One of the most distressing situations a family could face is to be financially broke. With children's tuition bills, food and household expenses to pay, a negative cash position can bring disaster. Easily. Family members find themselves vulnerable to quick tempers, emotional outbursts and sometimes bouts of depression during times like this. Moments spent instead to find solutions to the problem turn out to be occasions of accusation and finger pointing. Volatile, like a ticking bomb.

Many years back my family faced a similar problem. To ease the burden, I decided to tell my children the real score. I thought they were old enough to understand what we were going through. After all, nothing can beat being straightforward. To my mind, this would be the ultimate test for my children's maturity and lessons learned from what I had always tried to teach them: that in times of adversity, it is how you cope with the situation that will define the result that you want.

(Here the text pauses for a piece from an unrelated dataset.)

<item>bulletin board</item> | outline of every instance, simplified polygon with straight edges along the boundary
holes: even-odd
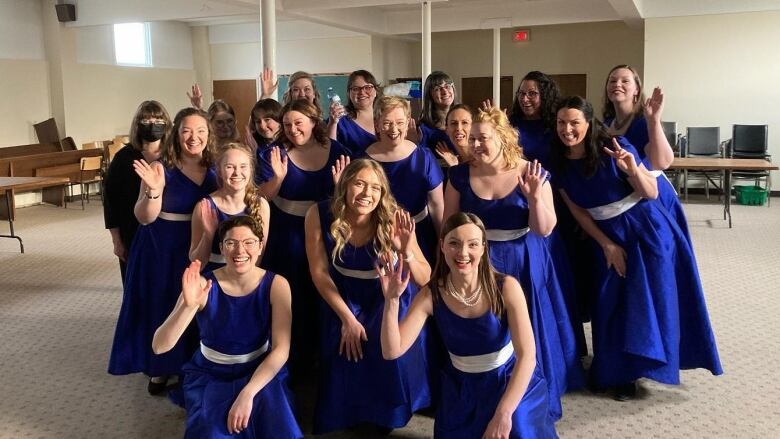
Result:
[[[338,93],[339,97],[341,98],[341,102],[346,104],[347,103],[347,79],[349,79],[348,73],[338,74],[338,75],[313,75],[314,76],[314,82],[317,85],[317,90],[320,92],[320,106],[322,107],[322,114],[328,115],[330,114],[329,111],[329,104],[328,104],[328,87],[333,87],[333,90]],[[279,102],[282,101],[282,96],[284,96],[285,90],[287,90],[287,82],[290,79],[290,75],[279,75]],[[326,116],[327,117],[327,116]]]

Telling them that my job became so stressful that it was affecting my health was one of the most trying times of my life. That I had to leave my job and work instead on a part-time basis made me feel so small. If only I could make them feel secure. No job, no money right? Second, I wanted them to feel that I was responsible more than ever for what is going to happen to us as a family. It is , I am sure a temporary setback.

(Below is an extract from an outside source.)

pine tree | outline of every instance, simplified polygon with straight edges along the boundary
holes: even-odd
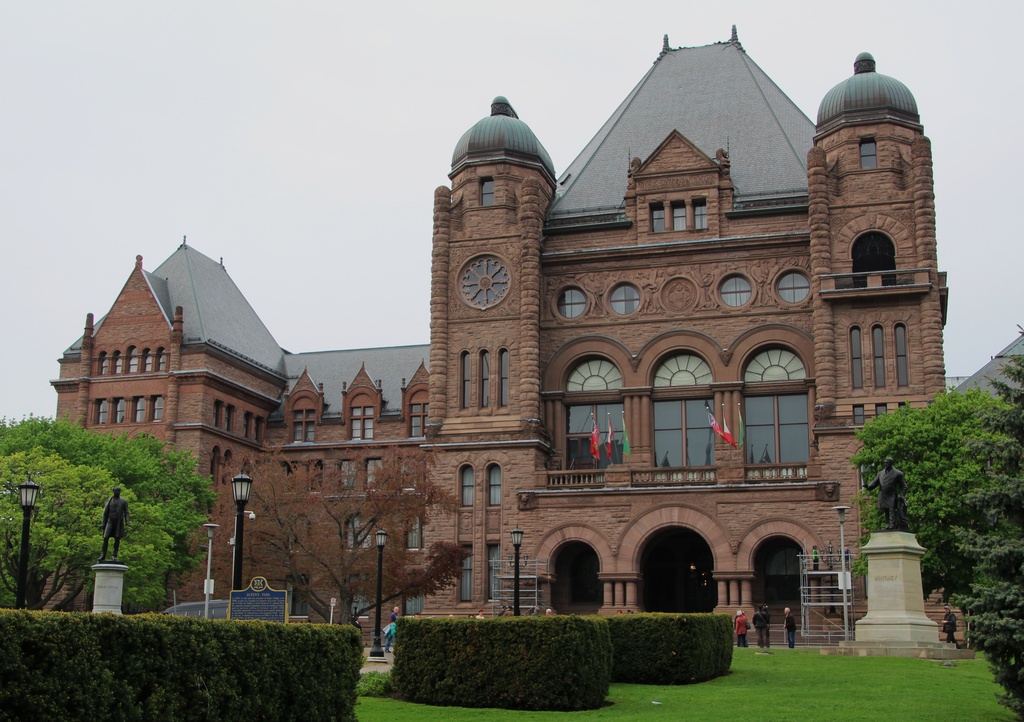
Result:
[[[972,615],[971,640],[1006,690],[1000,701],[1024,719],[1024,356],[1002,370],[1010,382],[992,385],[1007,406],[983,416],[987,428],[1005,434],[983,445],[995,485],[968,497],[989,527],[963,532],[965,550],[987,579],[959,603]]]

When I dialogued with my children, I stressed the fact that I was trying to find solutions to our problem and considered addressing three things: those immediately within my capability to resolve; second, doing what I can correct in a limited way, with some help; and finally just leave those we cannot do anything about within the immediate present. My mantra:

1. Completely throw away those that we cannot absolutely do anything about. No need to worry over anything that cannot be changed nor waste time dwelling on them. Discard. Cut losses if need be and then move on. Avoid additional stress.

2. For those items we can limitedly correct with some help, make a list. Share that list. Tackle it with people who can help. There is no place for false pride. Assistance is required. It sure is out there somewhere. Just need to be found and tapped. People are willing to help when they can see that there is an initiative from those in need. Pray. Hope. Have faith.

3. Last but not the least, make the family members understand that this is a collective situation. What's done is done. Agree to support each other's feelings by giving way to understanding and love rather than reproach.

It's been three years and my financial situation remains a work in progress.